About Us

Gray Is Green is an online gathering of older adult Americans aspiring to create a green legacy for the future.

Our Values

As environmentally conscious elders, we respond to a generational call: to co-create a future of economic justice, ecological sustainability, and social justice.

We hold the next generations of humans in mind and consider the future of ecosystems and other species. We are alert to the historic challenges facing our planet. We embrace our eldership, living beyond consumerism and ageism.

Our Mission

We offer a monthly newsletter, an ebook, and a Facebook page for relevant updates. We continue to create new educational content to help you learn how to take individual and community action and connect with groups working on responsible stewardship and a sustainable future.

In partnership with other environmental organizations, we serve as a central clearinghouse of ideas and communications for older adults interested in greening their lives, learning about sustainability, advocating for sound public policy, being creative stewards or grandparents, emerging as elders, and mentoring young people.

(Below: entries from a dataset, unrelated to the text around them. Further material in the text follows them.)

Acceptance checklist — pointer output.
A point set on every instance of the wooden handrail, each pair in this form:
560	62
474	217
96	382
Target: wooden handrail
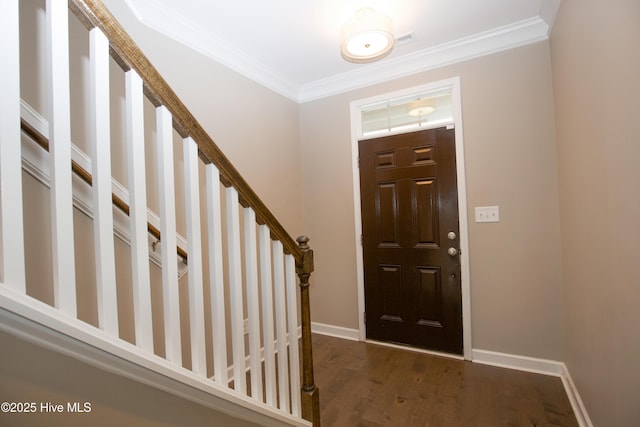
81	172
93	13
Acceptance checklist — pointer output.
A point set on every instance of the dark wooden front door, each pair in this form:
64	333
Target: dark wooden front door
410	223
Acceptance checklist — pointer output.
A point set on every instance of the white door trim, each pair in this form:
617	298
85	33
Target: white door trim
356	132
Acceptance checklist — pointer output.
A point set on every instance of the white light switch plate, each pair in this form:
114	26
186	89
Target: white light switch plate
488	214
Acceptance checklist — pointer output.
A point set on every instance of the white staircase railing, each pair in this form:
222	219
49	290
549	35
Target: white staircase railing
250	259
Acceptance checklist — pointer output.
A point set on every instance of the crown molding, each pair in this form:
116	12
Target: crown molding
159	17
174	25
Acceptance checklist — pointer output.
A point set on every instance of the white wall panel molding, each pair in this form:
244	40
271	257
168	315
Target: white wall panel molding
35	163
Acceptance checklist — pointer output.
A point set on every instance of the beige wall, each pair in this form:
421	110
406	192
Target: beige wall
596	67
516	295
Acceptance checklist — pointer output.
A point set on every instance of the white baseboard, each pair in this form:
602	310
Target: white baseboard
574	397
335	331
538	366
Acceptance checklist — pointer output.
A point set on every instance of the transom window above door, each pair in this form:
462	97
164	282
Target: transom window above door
423	110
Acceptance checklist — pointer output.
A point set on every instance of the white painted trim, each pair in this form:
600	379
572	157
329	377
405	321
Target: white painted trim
496	40
538	366
356	132
12	256
415	349
45	326
577	405
520	363
335	331
175	25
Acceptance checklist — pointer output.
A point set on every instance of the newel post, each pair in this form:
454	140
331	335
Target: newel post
310	393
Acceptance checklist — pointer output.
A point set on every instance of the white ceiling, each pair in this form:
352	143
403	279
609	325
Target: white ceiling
292	46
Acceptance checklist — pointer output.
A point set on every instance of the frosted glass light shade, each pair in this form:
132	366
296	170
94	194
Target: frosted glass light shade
367	37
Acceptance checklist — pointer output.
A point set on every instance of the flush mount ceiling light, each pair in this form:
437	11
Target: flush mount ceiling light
367	37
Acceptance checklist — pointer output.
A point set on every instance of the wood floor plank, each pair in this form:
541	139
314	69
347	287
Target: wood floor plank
369	385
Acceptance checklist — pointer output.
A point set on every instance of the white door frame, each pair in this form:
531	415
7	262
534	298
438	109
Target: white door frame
356	134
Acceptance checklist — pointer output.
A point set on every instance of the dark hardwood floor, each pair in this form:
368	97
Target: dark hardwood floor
365	384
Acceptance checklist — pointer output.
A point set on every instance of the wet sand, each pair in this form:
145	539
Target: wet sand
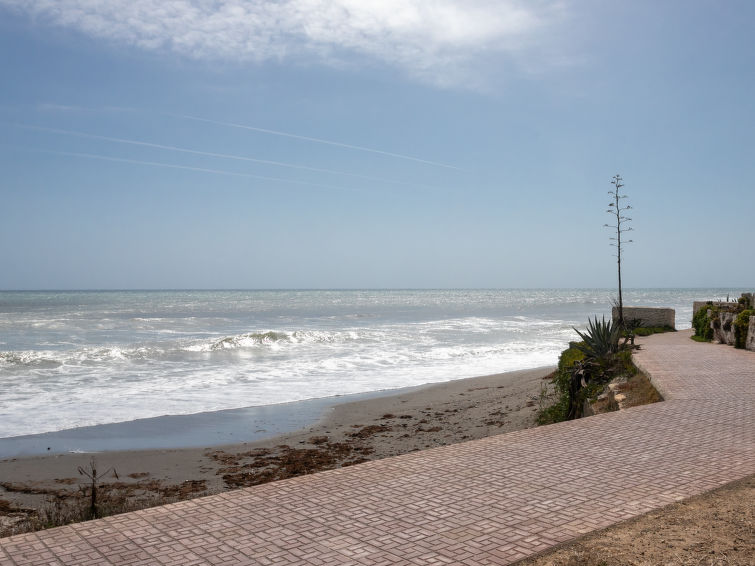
347	432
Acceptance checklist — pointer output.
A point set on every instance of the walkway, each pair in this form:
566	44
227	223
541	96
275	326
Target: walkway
491	501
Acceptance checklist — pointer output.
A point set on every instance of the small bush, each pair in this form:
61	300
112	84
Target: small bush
701	322
601	339
741	324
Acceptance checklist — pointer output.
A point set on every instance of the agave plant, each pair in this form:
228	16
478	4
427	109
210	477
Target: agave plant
600	340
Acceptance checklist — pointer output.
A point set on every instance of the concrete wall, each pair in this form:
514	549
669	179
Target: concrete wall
650	316
697	305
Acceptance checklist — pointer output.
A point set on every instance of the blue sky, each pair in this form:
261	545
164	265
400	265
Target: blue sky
352	143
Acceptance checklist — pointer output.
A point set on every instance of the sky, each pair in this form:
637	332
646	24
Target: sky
164	144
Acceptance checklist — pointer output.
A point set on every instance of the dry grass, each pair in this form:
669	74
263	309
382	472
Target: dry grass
72	504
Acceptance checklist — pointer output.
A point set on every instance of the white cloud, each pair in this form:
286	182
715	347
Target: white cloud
441	41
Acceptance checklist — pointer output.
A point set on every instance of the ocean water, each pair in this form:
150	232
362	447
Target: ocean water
71	359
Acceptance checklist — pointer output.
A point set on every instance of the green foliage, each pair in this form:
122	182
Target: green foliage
601	339
568	357
741	324
701	322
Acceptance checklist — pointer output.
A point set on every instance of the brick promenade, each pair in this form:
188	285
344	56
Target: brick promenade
490	501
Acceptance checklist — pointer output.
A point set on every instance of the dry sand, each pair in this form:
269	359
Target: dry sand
347	434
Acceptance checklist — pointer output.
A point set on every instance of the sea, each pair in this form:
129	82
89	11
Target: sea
79	358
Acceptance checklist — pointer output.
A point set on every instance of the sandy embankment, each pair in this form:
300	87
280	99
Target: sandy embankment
348	433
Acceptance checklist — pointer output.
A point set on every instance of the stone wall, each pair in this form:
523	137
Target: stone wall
650	316
697	305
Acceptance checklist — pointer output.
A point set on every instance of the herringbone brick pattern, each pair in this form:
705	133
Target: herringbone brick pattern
491	501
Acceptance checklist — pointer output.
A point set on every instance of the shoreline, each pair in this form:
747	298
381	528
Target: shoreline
348	431
194	430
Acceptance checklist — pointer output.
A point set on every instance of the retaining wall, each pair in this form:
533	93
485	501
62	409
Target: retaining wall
650	316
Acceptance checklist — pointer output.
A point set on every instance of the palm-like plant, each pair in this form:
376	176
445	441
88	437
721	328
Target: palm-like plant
600	340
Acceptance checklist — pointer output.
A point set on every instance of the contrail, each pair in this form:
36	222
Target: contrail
219	155
187	167
318	140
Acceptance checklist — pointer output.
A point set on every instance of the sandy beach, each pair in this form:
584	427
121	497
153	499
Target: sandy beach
346	434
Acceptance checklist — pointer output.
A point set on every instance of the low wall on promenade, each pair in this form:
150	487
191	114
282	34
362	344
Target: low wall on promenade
649	316
697	305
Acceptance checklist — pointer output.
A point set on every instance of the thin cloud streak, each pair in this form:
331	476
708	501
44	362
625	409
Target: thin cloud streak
447	43
212	154
185	167
318	140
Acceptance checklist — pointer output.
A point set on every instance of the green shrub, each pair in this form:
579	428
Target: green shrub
701	322
741	324
600	340
569	356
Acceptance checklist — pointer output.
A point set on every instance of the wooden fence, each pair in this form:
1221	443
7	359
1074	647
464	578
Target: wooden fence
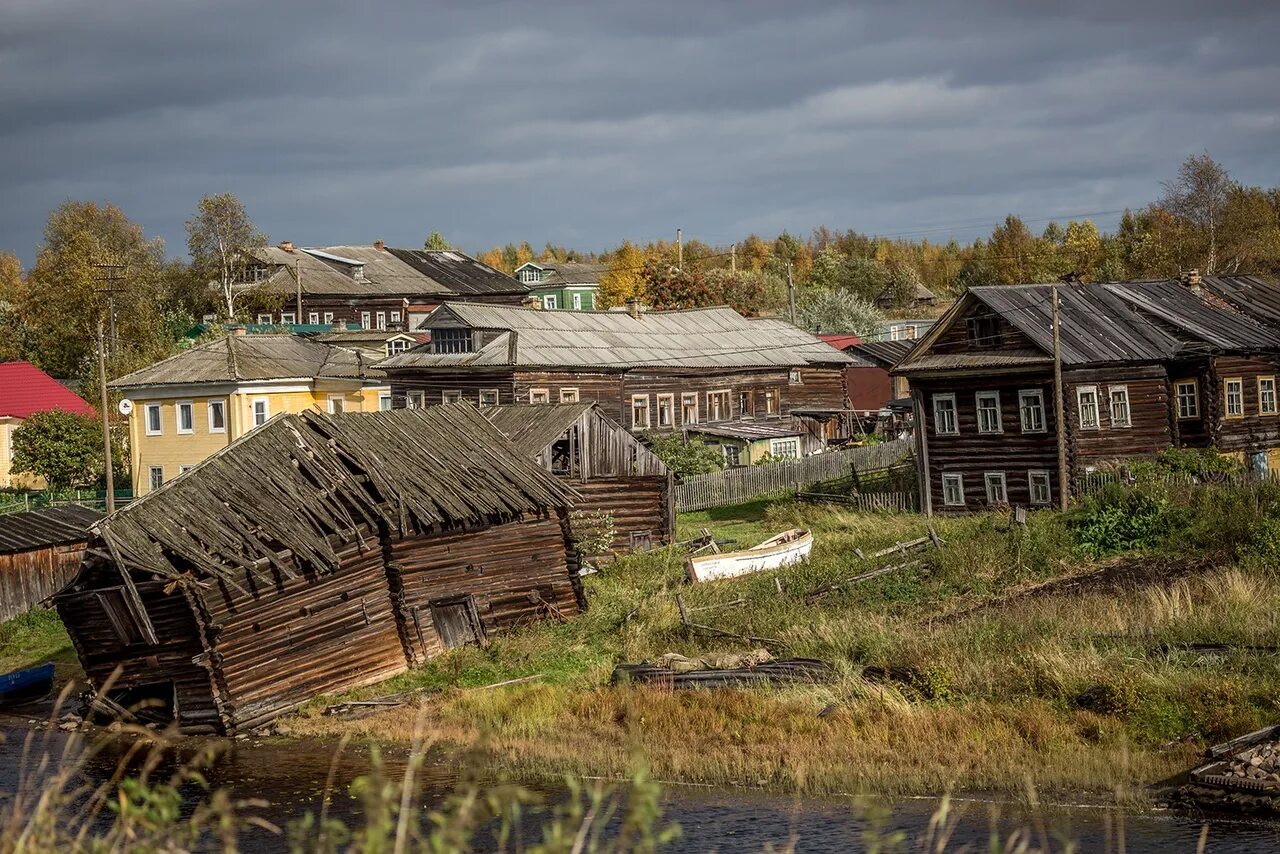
736	485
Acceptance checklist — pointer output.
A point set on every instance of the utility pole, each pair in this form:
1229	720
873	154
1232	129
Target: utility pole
791	295
1059	414
106	421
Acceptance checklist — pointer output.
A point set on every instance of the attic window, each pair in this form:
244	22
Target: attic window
984	330
451	341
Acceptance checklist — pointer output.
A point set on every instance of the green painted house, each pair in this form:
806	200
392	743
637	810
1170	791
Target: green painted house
562	284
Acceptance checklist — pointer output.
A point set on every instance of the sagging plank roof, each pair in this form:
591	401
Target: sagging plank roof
300	479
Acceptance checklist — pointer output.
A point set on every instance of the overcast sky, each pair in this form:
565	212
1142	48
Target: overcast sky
585	124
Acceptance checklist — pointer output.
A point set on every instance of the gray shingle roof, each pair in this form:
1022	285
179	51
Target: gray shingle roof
251	357
615	339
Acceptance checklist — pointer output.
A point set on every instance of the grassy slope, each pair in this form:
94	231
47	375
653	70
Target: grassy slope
984	700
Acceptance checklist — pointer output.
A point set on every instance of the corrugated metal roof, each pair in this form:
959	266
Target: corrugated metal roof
42	528
252	357
615	339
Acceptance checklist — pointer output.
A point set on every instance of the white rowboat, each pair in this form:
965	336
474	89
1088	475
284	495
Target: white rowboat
786	548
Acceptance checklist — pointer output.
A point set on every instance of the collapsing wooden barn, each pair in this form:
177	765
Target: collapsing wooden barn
315	555
611	470
40	552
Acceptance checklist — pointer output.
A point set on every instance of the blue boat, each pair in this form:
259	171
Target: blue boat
26	685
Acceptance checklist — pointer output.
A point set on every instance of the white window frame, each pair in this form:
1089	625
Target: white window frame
648	414
955	419
146	419
1275	403
1038	396
209	415
266	410
955	478
1111	407
671	410
1226	397
1194	398
191	416
1032	476
685	397
990	478
1079	407
978	407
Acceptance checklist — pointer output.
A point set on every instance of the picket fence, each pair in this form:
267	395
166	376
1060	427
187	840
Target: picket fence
736	485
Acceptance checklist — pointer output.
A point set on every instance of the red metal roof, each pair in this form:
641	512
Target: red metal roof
26	389
840	342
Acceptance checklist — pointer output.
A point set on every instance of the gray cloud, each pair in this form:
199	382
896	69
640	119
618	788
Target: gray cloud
498	120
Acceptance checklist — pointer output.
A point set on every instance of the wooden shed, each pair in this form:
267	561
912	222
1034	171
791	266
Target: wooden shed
40	552
319	553
611	469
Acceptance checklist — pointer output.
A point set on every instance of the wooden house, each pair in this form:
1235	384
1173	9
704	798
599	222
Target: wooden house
1146	365
40	552
662	370
315	555
609	469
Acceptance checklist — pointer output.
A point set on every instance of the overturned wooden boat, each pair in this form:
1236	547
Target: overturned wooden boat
786	548
26	685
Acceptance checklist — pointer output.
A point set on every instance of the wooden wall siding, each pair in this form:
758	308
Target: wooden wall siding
1148	412
1253	432
173	660
970	453
512	571
27	579
638	505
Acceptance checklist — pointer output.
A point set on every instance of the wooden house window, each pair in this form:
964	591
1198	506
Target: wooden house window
218	416
988	412
152	415
1087	403
952	489
1234	394
1037	482
1187	392
639	411
996	492
717	406
666	410
1267	396
1119	396
945	415
1031	409
689	407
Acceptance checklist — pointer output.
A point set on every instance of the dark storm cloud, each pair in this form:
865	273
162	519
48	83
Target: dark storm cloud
571	122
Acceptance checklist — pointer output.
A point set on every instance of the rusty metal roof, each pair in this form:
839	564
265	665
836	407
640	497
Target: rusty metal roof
44	528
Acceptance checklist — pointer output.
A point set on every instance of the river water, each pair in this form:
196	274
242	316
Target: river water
292	775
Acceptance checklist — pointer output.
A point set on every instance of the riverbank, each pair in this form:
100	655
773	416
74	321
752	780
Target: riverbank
1005	657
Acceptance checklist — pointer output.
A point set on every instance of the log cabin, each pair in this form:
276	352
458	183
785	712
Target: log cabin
661	370
1146	365
316	555
609	469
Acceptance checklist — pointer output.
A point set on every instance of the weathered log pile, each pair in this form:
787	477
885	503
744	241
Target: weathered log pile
316	555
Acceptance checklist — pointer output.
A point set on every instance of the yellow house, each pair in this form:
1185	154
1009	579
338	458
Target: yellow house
188	406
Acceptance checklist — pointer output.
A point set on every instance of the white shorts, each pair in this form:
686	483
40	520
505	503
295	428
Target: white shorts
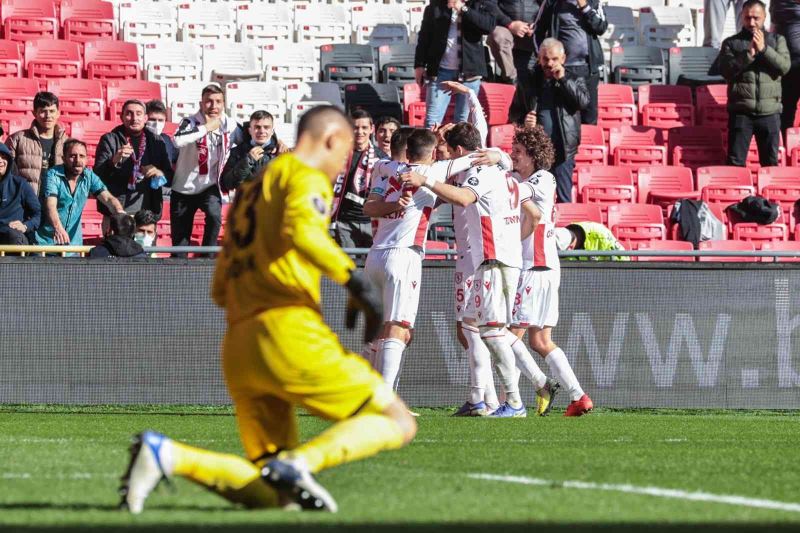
397	273
491	301
536	304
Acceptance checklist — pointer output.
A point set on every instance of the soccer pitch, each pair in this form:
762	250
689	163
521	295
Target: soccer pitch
618	470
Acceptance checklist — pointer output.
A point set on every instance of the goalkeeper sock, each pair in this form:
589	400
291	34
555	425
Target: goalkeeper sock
350	440
232	477
391	357
559	366
525	362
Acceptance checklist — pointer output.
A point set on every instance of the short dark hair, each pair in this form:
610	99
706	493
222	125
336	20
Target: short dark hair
155	106
44	99
538	145
464	135
122	224
145	217
261	115
420	144
212	89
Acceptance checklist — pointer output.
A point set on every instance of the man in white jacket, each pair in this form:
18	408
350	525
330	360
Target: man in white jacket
204	141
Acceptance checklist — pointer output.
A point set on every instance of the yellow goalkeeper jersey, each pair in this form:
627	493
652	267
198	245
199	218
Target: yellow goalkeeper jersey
277	244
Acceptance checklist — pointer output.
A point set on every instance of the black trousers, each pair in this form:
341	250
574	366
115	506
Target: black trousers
742	127
182	208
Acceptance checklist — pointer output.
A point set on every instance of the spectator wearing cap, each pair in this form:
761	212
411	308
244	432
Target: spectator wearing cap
20	210
40	147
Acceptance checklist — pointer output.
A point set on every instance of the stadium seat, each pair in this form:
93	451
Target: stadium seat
223	62
566	214
117	91
87	20
634	223
666	106
496	100
111	60
722	184
379	99
11	60
615	106
347	63
289	62
24	20
262	23
51	58
729	246
79	99
665	246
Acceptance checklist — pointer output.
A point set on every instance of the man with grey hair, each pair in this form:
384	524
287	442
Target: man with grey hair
555	101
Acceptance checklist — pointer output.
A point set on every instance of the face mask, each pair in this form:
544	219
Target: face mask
155	126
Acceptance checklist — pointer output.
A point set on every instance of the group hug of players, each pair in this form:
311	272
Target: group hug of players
507	267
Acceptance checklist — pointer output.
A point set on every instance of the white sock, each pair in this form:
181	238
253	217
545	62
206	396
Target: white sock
525	362
559	366
504	361
480	363
391	356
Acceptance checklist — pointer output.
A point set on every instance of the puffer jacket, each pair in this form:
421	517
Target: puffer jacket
754	83
27	152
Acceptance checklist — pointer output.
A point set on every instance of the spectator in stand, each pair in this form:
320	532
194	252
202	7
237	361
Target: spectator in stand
133	162
450	48
511	41
248	159
556	102
578	24
352	228
40	147
384	129
120	241
67	187
20	210
204	141
753	62
156	120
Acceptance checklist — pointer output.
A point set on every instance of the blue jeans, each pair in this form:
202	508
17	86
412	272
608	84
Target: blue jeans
437	99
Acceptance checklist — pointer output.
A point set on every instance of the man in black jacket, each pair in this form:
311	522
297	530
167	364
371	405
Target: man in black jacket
556	103
132	162
578	24
450	47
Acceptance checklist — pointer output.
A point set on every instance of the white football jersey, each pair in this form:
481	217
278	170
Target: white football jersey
539	249
493	222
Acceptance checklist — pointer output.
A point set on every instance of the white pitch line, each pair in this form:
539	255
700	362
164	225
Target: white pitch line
730	499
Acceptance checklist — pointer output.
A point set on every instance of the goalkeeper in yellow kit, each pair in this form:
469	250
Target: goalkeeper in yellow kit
278	353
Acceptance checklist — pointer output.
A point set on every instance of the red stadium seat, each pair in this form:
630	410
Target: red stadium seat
634	223
79	98
111	60
566	214
666	106
118	91
29	19
501	137
663	186
725	185
696	146
712	106
496	100
87	20
50	58
729	246
677	246
615	106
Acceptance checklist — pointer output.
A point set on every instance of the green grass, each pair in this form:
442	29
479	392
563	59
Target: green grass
59	469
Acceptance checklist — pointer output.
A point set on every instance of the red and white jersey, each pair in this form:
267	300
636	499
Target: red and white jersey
493	222
539	249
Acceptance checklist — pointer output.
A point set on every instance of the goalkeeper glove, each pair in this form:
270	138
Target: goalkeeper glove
363	298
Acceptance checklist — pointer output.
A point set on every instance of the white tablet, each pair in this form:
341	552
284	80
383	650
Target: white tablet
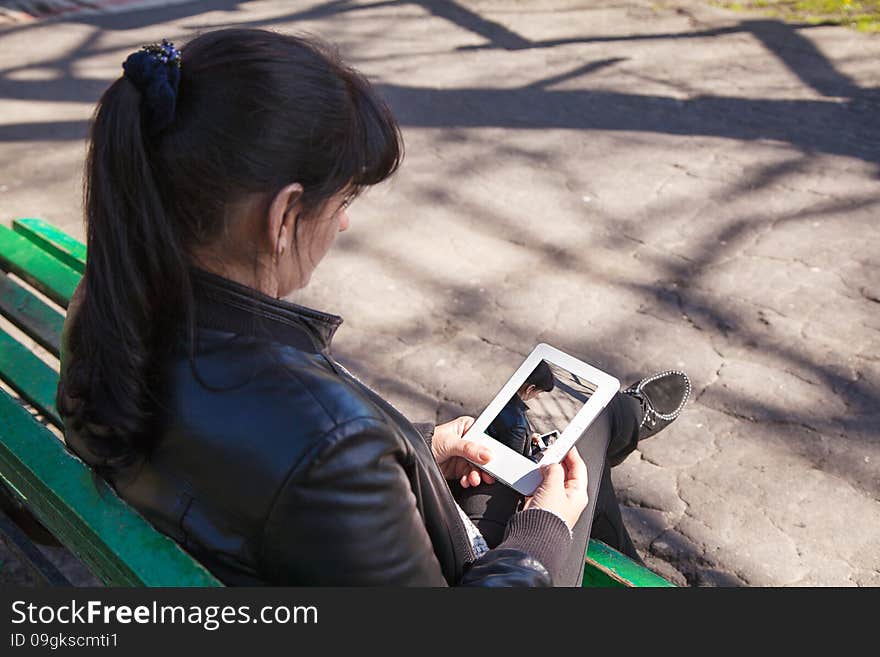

We invite you to get involved!

Our Team

Robert Lane (1917-2018)

Founder

Bob Lane’s academic career at Harvard led him away from “the arid, math-centered study of economics” and toward “the ways psychologists went about their work.” After describing his intellectual journey as a series of focal questions culminating in his books, he quips, “At age 96, I am studying the theory and practice of immortality.” Bob Lane is an activist, beginning his political memoir with: “This is a set of anecdotes from the life of a youth and man who was never at home in this world, always challenging authority while desperately wanting to be liked by that authority. In his privileged and sheltered life (private schools, educated at Harvard University and teaching all his professional life at Yale) this protected Timid Rebel tilted at both real and imaginary windmills…” These anecdotes track decades of highlights from a courageously outspoken man who is also discerning about a time and place for below-the-radar action. His focus was: What matters now?

Rick Moody

President

Harry (Rick) Moody, Ph.D., recently retired as Vice President and Director of Academic Affairs for AARP in Washington, DC. He is currently Visiting Professor at Tohoku University in Japan, and Distinguished Visiting Professor at Fielding Graduate University. Dr. Moody previously served as Executive Director of the Brookdale Center on Aging at Hunter College and Chairman of the Board of Elderhostel (now Road Scholar).

Kathleen Schomaker

Executive Director

Kathleen Schomaker joined Gray Is Green in 2010 as her encore career. Having worked in environmental education and advocacy for over 30 years, she now focuses that expertise as Executive Director of the premiere non-profit organization serving older Americans.

Former Board Members

Neva Goodwin

Neva Goodwin is active in a variety of attempts to systematize and institutionalize an economic theory – “contextual economics” – that will have more relevance to contemporary real world concerns than does the dominant economic paradigm. She has edited more than a dozen books, and is the lead author of two introductory textbooks: Microeconomics in Context and Macroeconomics in Context. The micro text is available in Italian; a Transitional Economies Edition was translated into Russian and Vietnamese.

William B. Ellis

Bill Ellis is Lecturer and Resident Fellow at the Yale School of Forestry and Environmental Studies where he is on the faculty for the Industrial Environmental Management Program. He joined the School in 1995 just after retiring from Northeast Utilities, New England’s largest electric and gas utility. He had served that company as its chief financial officer beginning in 1976 and was the company’s chief executive officer for ten years before retiring.

Marlene Varner

Currently Chairman of the Residents Council and a member of the Board of Directors at Deerfield Episcopal Retirement Community in Asheville, NC, Marleen has been involved with Gray is Green since its early days. As Editor of the National Continuing Care Residents Association LifeLine, she keeps a focus on environmental issues for residents of CCRCs in this bimonthly national publication.

Support Team

Linda Sorrells-Smith

With experience in a variety of professional contexts—including retail, education, technology and scientific industries—Linda has taken on the development of advertising campaigns for web, multimedia, radio and print. Having received the Impact Community Development Award for Business Entrepreneurs, the Consolidated Paper Award for Excellence in Graphic Design, as well as other awards and recognitions throughout her career for her work, as well as her volunteer efforts, she is devoted to investing in our youth. Her passion includes giving back in a manner that helps others set forth to achieve their goals and dreams.

Augustin Kendall

Augustin works as a content consultant and editor, specializing in environment and social justice. He writes the Gray Is Green newsletter and created the content for the Gray Is Green website. Over his ten-year career, he has developed content for many websites and edited nonfiction books on a wide range of topics, from psychology to sustainable urban development.